The good news: it costs about as much as a cup of coffee a month. And if you want to contribute more, the right move is to run more servers, not a bigger one — ten $5 machines spread across different providers and regions are far more valuable to the network than one $50 machine.
What you need
Any cheap VPS from any provider will do — Hetzner, DigitalOcean, Vultr, Linode, and many others offer suitable machines for around $5/month. The minimum requirements are modest:
- Storage: 20 GB of disk space
- Bandwidth: 1 TB per month
- OS: any modern Linux with Docker installed
CPU and RAM requirements are minimal — the server is written in Rust and is designed to run efficiently on the smallest available instance sizes.
Installing and running the server
An important point to mote is that when you fire up a server, it has to do some significant Proof of Work before it is designated a trusted spot in the Hashiverse network. So don't be surprised if for the first few hours you CPU is at max and the logs keep talking about PoWs, iters, and ETA.

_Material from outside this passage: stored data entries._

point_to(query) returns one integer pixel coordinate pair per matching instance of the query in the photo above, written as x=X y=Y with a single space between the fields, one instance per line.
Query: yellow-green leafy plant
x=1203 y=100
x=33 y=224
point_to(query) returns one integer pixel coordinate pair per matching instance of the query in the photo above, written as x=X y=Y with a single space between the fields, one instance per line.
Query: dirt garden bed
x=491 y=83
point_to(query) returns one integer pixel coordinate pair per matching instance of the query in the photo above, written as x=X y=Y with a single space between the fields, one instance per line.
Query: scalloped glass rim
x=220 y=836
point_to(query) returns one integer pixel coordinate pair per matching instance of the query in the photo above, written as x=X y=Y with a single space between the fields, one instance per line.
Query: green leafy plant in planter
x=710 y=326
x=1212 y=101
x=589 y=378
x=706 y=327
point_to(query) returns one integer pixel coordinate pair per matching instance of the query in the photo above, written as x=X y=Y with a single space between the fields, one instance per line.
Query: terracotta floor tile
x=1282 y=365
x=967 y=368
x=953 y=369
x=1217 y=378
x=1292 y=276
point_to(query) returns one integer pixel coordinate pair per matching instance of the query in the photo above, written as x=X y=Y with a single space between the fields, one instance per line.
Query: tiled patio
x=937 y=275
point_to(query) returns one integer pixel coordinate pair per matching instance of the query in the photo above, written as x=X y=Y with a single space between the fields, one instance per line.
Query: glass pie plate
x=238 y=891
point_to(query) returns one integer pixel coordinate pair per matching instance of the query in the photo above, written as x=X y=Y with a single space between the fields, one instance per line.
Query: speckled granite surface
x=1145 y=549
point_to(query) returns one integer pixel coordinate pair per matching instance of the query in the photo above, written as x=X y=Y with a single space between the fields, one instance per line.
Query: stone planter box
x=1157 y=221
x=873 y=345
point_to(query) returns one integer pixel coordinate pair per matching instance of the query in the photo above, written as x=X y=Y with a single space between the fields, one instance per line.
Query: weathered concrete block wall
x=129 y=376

We recommend any standard linux server. Ubuntu works nicely, either 2024, or 2026. Paste the following into the startup script / user-data / cloud-init field when you create your server (the name varies by provider). It installs Docker, opens the firewall, writes the compose file, and brings the stack up.
#!/usr/bin/env bash
set -euo pipefail
export DEBIAN_FRONTEND=noninteractive
apt-get update
apt-get install -y docker.io docker-compose-v2 ufw
ufw allow 22/tcp
ufw allow from 0.0.0.0/0 to any port 443 proto tcp
ufw --force enable
mkdir -p /opt/hashiverse && cd /opt/hashiverse
cat > docker-compose.yml <<"YAML"
services:
hashiverse-server:
image: ghcr.io/hashiverse/hashiverse-server:latest
restart: unless-stopped
ports:
- "0.0.0.0:443:443"
cap_add:
- NET_ADMIN
volumes:
- ./data:/data
logging:
driver: local
options:
max-size: 10m
max-file: "5"
watchtower:
image: nickfedor/watchtower
restart: unless-stopped
volumes:
- /var/run/docker.sock:/var/run/docker.sock
command: --interval 3600
YAML
docker compose pull
docker compose up -d
Watchtower will keep the server automatically updated as new versions are released.
The NET_ADMIN capability is required for the server's built-in DDoS protection,
which uses ipset and iptables to drop traffic from abusive IPs at
the kernel level. The ./data volume is where the server persists its identity
and stored encrypted posts — keep this safe if you care about continuity, although Hashiverse is
designed to heal itself if you destroy a server and fire up a new one.